When training, cover the details first. Everything is important, from how to answer a phone call from a customer to how to find more work on a property.
Then, don’t be afraid to quiz your employees. Bill Belichick is notorious for asking his players about minute details in the gameplan or an upcoming opponent’s tendencies on third down. Periodically ask your employees how to do a specific task and coach them if they provide an incorrect or incomplete answer.
Check Your Work
Finally, have some type of quality control program. We talked earlier about customer satisfaction surveys. One of our customers has said when they first started using them, they discovered that there were common issues that kept popping up in the surveys. They were able to add some additional training, fix the issues and improve their service as a result.
Other customers have created what we called assessments. They can either be in the form of a Yes/No question that ensures someone has done what they were supposed to do on a job, or they can capture information in the form of a quality control check that a manager or crew leader can perform rating the work.
By using those customer satisfaction surveys and quality control assessments, you’ll be armed with plenty of data to conduct bi-monthly or even weekly training sessions with your staff and be on the way to producing better service and better customer satisfaction.
When we examined the data from the 2018 Green Industry Benchmark Report to determine the biggest predictor of high revenue growth, we weren’t surprised. For the sixth year in a row, those with software grew their revenue much faster than those who weren’t using software. So, invest in software because it can make a huge difference in your business and deliver big ROI.
First, consider that 50% of our respondents said they use software. It’s nearly 75% for those with more than 10 employees.

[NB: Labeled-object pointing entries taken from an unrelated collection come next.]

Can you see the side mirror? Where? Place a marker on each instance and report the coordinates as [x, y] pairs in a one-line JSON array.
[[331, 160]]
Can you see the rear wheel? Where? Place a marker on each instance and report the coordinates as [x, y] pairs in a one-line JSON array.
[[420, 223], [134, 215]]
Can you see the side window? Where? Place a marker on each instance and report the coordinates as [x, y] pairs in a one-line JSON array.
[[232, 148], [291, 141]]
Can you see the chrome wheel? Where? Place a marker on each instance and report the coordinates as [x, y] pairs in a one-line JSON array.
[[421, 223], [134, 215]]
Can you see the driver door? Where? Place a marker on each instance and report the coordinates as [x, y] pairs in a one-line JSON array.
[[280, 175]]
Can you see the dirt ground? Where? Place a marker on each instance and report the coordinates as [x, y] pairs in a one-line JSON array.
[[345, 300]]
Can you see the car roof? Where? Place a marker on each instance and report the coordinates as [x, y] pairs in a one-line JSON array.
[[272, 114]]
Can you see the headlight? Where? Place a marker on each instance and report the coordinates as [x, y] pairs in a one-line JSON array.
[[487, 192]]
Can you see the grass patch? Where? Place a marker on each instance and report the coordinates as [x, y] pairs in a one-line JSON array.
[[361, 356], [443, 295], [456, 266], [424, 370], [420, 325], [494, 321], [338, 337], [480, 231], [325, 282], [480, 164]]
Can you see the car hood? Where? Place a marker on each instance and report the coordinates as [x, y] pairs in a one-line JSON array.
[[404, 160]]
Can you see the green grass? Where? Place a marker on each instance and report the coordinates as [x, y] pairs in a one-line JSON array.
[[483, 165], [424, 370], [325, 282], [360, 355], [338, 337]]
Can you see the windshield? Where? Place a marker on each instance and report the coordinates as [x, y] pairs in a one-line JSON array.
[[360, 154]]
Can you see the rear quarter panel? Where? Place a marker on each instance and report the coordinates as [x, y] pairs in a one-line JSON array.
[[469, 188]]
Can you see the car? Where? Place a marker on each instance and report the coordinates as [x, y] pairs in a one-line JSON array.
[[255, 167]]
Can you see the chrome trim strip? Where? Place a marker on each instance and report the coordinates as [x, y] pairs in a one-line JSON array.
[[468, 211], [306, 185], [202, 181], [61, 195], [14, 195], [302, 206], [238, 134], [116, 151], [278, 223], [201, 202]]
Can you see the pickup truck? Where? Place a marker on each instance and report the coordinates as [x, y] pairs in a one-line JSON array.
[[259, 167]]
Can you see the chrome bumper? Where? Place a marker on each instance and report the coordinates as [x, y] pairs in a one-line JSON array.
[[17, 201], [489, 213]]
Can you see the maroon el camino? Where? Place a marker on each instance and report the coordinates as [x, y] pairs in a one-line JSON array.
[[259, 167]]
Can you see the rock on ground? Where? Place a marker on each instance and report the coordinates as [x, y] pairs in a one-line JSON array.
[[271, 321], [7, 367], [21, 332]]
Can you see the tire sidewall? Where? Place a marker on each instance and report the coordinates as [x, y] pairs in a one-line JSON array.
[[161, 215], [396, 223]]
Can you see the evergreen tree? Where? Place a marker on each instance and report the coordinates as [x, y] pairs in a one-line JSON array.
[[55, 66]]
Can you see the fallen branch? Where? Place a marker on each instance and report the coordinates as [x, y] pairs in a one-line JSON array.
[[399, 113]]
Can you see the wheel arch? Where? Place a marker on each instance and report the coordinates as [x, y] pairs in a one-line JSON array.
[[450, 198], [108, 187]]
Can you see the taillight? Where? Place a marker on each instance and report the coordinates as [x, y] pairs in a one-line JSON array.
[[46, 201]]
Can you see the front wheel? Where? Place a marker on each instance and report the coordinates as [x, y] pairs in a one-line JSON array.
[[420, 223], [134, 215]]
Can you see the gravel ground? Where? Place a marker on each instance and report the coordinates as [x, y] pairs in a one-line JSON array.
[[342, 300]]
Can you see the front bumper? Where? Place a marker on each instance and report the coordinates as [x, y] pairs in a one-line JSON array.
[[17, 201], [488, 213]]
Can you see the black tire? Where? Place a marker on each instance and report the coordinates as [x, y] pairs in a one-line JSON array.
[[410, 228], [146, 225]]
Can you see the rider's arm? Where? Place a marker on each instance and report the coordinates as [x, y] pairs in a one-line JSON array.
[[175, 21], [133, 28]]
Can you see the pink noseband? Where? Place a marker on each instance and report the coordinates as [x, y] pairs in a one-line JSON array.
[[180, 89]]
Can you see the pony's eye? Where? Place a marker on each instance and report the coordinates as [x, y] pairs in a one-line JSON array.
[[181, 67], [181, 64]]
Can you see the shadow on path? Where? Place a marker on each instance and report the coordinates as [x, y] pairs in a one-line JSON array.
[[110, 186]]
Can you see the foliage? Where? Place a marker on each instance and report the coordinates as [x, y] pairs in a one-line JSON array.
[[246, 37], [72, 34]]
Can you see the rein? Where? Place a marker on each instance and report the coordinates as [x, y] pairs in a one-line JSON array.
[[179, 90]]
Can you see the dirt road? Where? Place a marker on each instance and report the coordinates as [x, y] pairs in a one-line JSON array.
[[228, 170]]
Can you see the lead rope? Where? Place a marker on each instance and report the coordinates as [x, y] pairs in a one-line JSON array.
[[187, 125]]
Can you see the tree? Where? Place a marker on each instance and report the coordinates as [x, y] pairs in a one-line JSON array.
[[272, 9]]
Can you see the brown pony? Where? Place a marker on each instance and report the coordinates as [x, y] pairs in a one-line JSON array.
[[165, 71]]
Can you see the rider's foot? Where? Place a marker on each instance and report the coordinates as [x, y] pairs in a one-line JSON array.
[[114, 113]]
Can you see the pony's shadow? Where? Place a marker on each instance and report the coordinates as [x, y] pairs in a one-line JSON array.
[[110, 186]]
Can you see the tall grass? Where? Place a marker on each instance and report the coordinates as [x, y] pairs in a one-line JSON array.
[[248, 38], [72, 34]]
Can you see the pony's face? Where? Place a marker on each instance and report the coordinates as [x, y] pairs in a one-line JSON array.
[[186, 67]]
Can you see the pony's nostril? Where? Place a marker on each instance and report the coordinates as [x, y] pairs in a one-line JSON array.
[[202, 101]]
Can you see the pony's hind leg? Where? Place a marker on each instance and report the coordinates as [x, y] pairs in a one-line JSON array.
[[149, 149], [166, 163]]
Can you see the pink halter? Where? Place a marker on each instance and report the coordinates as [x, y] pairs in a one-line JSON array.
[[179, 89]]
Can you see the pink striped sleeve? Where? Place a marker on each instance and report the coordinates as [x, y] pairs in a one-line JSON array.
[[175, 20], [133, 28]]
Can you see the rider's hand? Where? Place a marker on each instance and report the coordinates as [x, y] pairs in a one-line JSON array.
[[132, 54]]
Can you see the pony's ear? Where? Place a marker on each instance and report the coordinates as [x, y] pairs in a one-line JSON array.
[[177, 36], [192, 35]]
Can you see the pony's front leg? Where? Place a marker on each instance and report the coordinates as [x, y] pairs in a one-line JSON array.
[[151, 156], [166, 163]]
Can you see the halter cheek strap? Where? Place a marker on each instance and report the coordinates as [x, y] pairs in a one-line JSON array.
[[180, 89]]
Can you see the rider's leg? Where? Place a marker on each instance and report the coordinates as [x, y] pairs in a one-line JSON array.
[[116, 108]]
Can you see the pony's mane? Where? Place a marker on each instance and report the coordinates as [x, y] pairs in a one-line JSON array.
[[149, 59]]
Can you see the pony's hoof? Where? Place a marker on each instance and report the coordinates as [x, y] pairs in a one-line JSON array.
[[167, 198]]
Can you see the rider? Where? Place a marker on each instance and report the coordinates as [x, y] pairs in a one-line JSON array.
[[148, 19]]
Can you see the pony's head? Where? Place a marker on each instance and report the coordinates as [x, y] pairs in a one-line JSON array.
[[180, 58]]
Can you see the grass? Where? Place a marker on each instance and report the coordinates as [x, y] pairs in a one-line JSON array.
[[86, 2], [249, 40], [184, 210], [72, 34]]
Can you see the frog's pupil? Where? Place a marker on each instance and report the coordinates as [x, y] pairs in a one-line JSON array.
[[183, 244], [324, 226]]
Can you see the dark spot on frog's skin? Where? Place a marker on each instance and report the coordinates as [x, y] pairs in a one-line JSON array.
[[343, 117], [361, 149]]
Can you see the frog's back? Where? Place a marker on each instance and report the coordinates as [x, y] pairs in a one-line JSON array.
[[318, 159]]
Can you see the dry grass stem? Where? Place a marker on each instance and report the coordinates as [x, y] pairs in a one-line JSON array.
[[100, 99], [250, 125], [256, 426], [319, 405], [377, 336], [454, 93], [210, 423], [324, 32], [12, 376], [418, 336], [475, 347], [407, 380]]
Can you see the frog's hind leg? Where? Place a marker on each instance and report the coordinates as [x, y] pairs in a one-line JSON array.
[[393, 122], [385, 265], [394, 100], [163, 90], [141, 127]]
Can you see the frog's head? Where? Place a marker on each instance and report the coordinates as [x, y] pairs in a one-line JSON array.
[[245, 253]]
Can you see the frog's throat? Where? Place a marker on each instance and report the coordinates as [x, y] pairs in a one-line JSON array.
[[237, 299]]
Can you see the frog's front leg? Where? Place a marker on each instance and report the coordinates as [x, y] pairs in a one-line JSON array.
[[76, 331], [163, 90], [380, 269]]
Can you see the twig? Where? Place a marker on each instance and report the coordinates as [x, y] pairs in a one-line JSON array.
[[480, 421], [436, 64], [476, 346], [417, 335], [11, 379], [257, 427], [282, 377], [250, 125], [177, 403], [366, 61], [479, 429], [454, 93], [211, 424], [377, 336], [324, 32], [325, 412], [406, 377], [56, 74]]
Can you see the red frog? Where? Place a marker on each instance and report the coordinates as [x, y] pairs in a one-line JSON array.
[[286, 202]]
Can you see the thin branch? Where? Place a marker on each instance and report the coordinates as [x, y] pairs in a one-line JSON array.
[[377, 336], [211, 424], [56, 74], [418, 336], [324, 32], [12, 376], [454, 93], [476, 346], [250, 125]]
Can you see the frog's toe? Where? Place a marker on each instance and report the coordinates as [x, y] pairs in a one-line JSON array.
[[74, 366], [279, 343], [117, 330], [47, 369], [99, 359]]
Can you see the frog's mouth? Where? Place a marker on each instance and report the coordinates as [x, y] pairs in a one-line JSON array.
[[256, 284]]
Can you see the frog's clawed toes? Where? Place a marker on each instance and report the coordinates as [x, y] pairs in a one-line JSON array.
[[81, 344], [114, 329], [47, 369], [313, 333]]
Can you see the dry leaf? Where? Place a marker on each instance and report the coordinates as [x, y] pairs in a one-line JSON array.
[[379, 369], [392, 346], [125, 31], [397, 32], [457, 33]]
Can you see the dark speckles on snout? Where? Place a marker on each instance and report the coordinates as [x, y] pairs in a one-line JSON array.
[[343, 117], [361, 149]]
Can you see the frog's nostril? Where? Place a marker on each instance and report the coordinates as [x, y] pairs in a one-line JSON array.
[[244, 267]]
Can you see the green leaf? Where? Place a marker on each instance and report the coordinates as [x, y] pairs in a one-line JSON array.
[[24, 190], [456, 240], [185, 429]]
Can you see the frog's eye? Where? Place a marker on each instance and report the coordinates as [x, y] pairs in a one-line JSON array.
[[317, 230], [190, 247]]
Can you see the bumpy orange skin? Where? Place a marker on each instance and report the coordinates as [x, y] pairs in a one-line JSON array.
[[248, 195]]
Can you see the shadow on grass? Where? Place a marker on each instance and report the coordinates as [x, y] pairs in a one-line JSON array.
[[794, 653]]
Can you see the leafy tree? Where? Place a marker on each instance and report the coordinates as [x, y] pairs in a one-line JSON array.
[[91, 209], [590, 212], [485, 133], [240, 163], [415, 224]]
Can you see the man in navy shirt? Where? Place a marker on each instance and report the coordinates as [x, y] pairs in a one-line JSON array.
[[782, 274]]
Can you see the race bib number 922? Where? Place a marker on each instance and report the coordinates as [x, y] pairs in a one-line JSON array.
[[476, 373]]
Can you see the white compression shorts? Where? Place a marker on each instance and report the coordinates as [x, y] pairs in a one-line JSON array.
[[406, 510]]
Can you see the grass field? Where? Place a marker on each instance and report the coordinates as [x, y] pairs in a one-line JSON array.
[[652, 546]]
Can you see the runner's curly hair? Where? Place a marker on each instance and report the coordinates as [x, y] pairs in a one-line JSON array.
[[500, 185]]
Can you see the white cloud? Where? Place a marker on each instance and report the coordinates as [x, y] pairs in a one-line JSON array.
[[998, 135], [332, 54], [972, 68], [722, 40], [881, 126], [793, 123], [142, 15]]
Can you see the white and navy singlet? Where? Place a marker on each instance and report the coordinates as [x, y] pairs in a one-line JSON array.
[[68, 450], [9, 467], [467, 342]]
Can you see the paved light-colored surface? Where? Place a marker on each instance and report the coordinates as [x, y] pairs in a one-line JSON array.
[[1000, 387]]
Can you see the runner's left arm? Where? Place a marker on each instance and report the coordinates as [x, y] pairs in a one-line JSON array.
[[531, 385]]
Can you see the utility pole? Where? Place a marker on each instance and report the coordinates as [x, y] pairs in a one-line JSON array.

So if you have a business of any size and aren’t using software, you’re likely at a disadvantage because your competitors are more than likely using software.
We saw earlier that the #2 issue in the typical green industry business is inefficient operations. Guess what? Software can help you with that. 42% of people who use software said it makes their operations more efficient. 13% said it improved productivity. So if you’re having a hard time finding employees to do the work, software can help make the existing employees you have more efficient.
As an example: Our owner had an irrigation business prior to starting HindSite. He found that he was only earning money on about 50 to 60% of the time that a typical irrigation technician was being paid. After he implemented software, that number was as high as 80 to 90%. He was able to earn a lot more money out of his existing staff, and this was in the late 90s. Today, software is much more functional than it was back then.
And the results are obvious. About 70% of those that experienced revenue growth of more than 10% year-over year also used software. Of those that grew by less than 10%, about 38% were using software. So high-performing companies were much more likely to say they were using software than their slower growing counterparts.